To determine whether employees are full-time initially and in the future and to have sufficient time to enroll full-time employees in the healthcare plan and meet the ACA’s requirements, employers will implement a measurement period (to determine if employees are full-time), an administrative period (to determine whether employees are eligible for coverage and to notify and enroll eligible employees), and a stability period (during which eligible employees are provided coverage). There are limits on how long the time periods may be, which are illustrated in numerous examples in IRS Notice 2012-58.
An employer is required to use the same time periods for ongoing employees and the same time periods for variable-hour and seasonal employees, although you can use different time periods for certain employees, including:
- Collectively bargained employees and those who aren’t covered by a labor contract;
- Salaried and hourly employees;
- Employees of different entities; and
- Employees located in different states.
The ACA also provides that for plan years beginning on or after January 1, 2014, a group health plan or group health insurance issuer will not apply any waiting period longer than 90 days after an employee is eligible for coverage. A plan cannot impose an eligibility condition requiring more than the 1,200 cumulative hours of service before the 90- day period begins. Other conditions for eligibility generally are permissible unless the condition is designed to avoid compliance with the 90-day waiting period.

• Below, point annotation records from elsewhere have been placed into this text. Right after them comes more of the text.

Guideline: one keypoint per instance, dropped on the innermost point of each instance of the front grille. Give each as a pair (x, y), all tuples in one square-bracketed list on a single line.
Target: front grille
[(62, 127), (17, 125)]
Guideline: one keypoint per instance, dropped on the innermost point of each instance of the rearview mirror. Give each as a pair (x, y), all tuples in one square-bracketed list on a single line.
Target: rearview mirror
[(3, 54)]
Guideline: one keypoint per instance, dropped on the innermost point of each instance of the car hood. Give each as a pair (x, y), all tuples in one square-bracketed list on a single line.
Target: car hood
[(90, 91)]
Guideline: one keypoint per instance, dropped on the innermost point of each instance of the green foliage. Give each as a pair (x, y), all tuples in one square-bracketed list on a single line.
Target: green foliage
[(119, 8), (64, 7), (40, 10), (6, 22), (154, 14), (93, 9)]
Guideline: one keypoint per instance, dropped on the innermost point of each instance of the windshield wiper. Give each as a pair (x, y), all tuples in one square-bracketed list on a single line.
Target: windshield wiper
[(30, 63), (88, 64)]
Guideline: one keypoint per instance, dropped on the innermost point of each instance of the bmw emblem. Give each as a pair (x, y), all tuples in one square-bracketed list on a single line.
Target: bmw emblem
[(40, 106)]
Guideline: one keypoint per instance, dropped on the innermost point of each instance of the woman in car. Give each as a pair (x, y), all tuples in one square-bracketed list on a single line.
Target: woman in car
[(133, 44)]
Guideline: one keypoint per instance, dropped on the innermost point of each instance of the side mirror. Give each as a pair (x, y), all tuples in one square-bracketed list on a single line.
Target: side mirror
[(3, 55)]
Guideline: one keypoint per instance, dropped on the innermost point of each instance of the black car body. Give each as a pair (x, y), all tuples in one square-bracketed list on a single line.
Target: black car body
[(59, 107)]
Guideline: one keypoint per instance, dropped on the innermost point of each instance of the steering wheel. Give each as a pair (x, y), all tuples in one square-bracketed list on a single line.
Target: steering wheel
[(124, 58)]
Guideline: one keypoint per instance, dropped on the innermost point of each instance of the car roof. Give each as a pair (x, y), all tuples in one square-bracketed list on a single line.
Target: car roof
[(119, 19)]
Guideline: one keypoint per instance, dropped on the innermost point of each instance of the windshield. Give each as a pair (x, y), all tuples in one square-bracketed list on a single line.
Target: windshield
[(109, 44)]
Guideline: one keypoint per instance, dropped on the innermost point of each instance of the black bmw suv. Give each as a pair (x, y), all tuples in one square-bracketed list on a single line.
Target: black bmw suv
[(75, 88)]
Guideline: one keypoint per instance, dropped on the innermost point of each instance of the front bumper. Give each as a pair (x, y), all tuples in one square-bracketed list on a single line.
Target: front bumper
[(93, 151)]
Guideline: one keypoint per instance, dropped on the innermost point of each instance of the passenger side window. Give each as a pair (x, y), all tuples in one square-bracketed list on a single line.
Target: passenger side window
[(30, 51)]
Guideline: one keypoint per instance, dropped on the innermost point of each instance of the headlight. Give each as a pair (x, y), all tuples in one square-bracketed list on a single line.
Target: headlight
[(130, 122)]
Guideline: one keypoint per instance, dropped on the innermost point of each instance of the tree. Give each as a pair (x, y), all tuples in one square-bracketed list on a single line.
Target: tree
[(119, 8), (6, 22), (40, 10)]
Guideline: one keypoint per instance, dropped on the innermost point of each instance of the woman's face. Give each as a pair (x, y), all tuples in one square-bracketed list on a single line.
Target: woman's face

Penalties for violating the full-time employee coverage rule (the shared responsibility penalty) or the 90-day waiting period can be significant. The shared responsibility penalty can be as high as $3,000 per employee per year, and the penalty for violating the 90-day waiting period is $100 per day during the period of violation (although a minimum penalty of $2,500 can apply in some circumstances).
To avoid a penalty, you should evaluate the effect of the new rules on your health insurance plans. Because of the various time periods for counting hours to determine full-time status specified by the IRS, you also should evaluate your current system for tracking hours worked by employees.